The moon hung low over the treeline, a pale eye half-veiled in drifting clouds. The village lay quiet behind him, every lantern doused, every door locked. From the roofs, Hikaru could see the shapes of houses like crouched animals, huddled in the dark.

He crouched on the ridgepole of the old granary, one knee bent, steady as stone. His breath slowed until even the night wind seemed louder. From here, he could watch the dirt road that wound toward the government camp.

The soldiers were punctual.

Three figures emerged, their boots sinking into the dust, rifles strapped across their backs. They marched in perfect rhythm, lanterns swaying at their sides, faces hidden under steel-gray helmets. Their voices carried low but clear.

"…rotation ends at midnight."

"…eastern perimeter is weaker. They want more eyes there."

"…Shiga's orders. No one gets close."

Hikaru's hand closed around the charcoal stub in his pocket. He flipped open a folded sheet of rough paper, already marked with faint lines and notes. With swift strokes, he mapped the soldiers' path, the lantern sweeps, the timing of their turns.

A crow croaked from the forest's edge. One soldier stiffened, sweeping his rifle toward the sound. Hikaru didn't move. Shadows wrapped around him, a natural shroud.

He exhaled slowly. If I breathe too loud, they'll hear.

The soldiers muttered, dismissing the noise, and continued down the road. Hikaru's eyes narrowed, watching how their lanterns cut arcs through the night. Every gap was a door, every pause a window.

He slid down the roof silently, landing on the packed dirt with barely a sound. The night embraced him, cool and weightless. He moved along the side of a house, hugging the wall, then slipped into the tree line.

Branches creaked overhead, a rhythm of their own. Hikaru crouched among the roots, eyes fixed on the camp in the distance. It loomed like a metal scar against the land—fences glinting, towers spearing the sky, machines humming with unnatural light.

The camp felt wrong. Too still, too cold. Like a beast waiting for prey to stumble close.

Hikaru marked another set of notes: guard towers, patrol circles, the faint glow of resonance machines near the center. The lines on his page spread like spiderwebs.

If they tighten this net, no one in the village will breathe without permission.

A branch cracked.

Hikaru's heart clenched. He froze, every muscle taut. Footsteps approached—heavy, deliberate.
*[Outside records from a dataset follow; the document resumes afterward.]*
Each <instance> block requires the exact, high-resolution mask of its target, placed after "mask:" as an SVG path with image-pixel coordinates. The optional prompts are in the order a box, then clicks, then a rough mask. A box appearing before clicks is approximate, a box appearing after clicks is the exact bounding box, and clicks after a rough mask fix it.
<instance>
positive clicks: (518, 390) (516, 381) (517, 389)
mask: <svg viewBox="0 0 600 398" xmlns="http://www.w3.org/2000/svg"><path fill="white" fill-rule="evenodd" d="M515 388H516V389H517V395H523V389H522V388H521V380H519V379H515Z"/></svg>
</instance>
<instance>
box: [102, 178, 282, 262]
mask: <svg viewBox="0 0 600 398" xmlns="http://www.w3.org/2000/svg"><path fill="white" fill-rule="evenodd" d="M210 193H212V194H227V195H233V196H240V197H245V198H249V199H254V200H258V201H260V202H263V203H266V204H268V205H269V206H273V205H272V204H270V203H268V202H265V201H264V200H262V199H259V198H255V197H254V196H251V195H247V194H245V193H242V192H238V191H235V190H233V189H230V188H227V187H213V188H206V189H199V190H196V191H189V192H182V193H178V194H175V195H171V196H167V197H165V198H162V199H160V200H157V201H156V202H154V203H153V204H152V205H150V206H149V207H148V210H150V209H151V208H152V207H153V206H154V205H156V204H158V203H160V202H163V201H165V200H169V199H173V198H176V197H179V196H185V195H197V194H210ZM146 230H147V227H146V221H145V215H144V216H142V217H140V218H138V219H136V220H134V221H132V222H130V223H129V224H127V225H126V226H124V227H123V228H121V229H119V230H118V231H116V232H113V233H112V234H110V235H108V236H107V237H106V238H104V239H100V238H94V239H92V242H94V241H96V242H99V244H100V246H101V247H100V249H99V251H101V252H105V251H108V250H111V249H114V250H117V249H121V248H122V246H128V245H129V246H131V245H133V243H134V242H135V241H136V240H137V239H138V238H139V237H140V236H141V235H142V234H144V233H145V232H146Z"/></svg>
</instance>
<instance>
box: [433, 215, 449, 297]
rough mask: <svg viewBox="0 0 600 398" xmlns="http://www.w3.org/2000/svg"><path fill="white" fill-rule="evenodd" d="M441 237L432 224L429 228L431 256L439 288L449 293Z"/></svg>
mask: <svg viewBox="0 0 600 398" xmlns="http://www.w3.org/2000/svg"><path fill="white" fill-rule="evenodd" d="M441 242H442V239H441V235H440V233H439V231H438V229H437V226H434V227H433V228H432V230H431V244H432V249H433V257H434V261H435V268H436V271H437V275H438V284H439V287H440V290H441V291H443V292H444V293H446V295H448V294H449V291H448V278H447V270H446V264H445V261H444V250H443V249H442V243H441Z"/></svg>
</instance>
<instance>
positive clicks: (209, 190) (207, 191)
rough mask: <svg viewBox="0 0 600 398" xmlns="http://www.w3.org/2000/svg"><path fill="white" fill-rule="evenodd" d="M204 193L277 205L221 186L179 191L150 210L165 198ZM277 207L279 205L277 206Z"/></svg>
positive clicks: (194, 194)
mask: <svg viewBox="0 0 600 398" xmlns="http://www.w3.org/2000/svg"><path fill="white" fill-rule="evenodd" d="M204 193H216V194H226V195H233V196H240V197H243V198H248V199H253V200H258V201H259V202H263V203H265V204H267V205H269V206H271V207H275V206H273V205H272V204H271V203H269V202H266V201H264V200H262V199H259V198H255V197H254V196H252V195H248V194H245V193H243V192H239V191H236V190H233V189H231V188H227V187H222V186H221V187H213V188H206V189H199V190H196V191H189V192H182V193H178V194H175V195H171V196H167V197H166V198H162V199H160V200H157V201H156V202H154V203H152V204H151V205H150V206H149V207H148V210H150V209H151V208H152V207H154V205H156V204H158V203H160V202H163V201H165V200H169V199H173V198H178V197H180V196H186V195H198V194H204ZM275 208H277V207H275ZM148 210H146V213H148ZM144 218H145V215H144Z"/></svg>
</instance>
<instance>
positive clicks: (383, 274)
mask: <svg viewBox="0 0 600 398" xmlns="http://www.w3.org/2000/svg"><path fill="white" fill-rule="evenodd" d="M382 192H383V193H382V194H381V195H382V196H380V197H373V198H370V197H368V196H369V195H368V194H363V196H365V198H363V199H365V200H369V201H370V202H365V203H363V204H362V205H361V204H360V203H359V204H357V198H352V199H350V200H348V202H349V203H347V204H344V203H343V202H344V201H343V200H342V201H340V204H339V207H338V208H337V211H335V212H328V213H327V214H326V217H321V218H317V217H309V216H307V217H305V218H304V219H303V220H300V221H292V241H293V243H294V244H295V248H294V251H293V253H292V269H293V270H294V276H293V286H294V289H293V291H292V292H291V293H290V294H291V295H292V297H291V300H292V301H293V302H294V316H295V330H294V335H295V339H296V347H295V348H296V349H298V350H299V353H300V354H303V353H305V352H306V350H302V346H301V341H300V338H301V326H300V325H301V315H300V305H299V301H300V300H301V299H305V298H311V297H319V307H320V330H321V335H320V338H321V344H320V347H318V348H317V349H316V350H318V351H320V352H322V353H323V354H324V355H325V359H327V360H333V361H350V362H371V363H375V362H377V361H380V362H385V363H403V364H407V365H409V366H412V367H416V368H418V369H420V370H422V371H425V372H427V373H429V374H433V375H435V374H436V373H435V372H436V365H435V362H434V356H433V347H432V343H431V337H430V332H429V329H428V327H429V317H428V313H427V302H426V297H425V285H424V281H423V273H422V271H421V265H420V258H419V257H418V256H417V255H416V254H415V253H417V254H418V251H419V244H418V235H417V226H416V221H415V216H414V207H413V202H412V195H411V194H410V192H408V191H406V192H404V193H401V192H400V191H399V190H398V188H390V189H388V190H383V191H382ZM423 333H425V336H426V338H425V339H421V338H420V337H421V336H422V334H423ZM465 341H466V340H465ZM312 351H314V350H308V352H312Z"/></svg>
A lantern bobbed between the trees.

"Eastern perimeter check," a soldier muttered, his voice flat with routine.

Hikaru pressed against the trunk, still as bark. The soldier's light washed across the roots, brushed his boots, passed within arm's reach.

For a heartbeat, Hikaru swore the man's eyes flicked toward him. His pulse thundered.

But the soldier only yawned and moved on, the lantern glow fading.

Hikaru exhaled slowly, sweat prickling down his back. He touched his chest, where his heartbeat still hammered like a drum.

Too close.

He finished his notes in silence, then folded the map carefully. When he stood, the moonlight caught his face, half-shadowed, half-lit. A strange sensation lingered in his body—his outline felt blurred, as if the night itself had held him hidden.

Hikaru shook it off. No time to dwell. Yoshiki needs this map. Yuzuriha needs proof. The village needs… someone watching when no one else can.

He glanced back once at the glowing camp, its towers bristling against the stars. A chill swept through him, but his jaw tightened.

"…I'll protect them," he whispered to the trees.

Then he slipped into the dark, his footsteps vanishing into silence.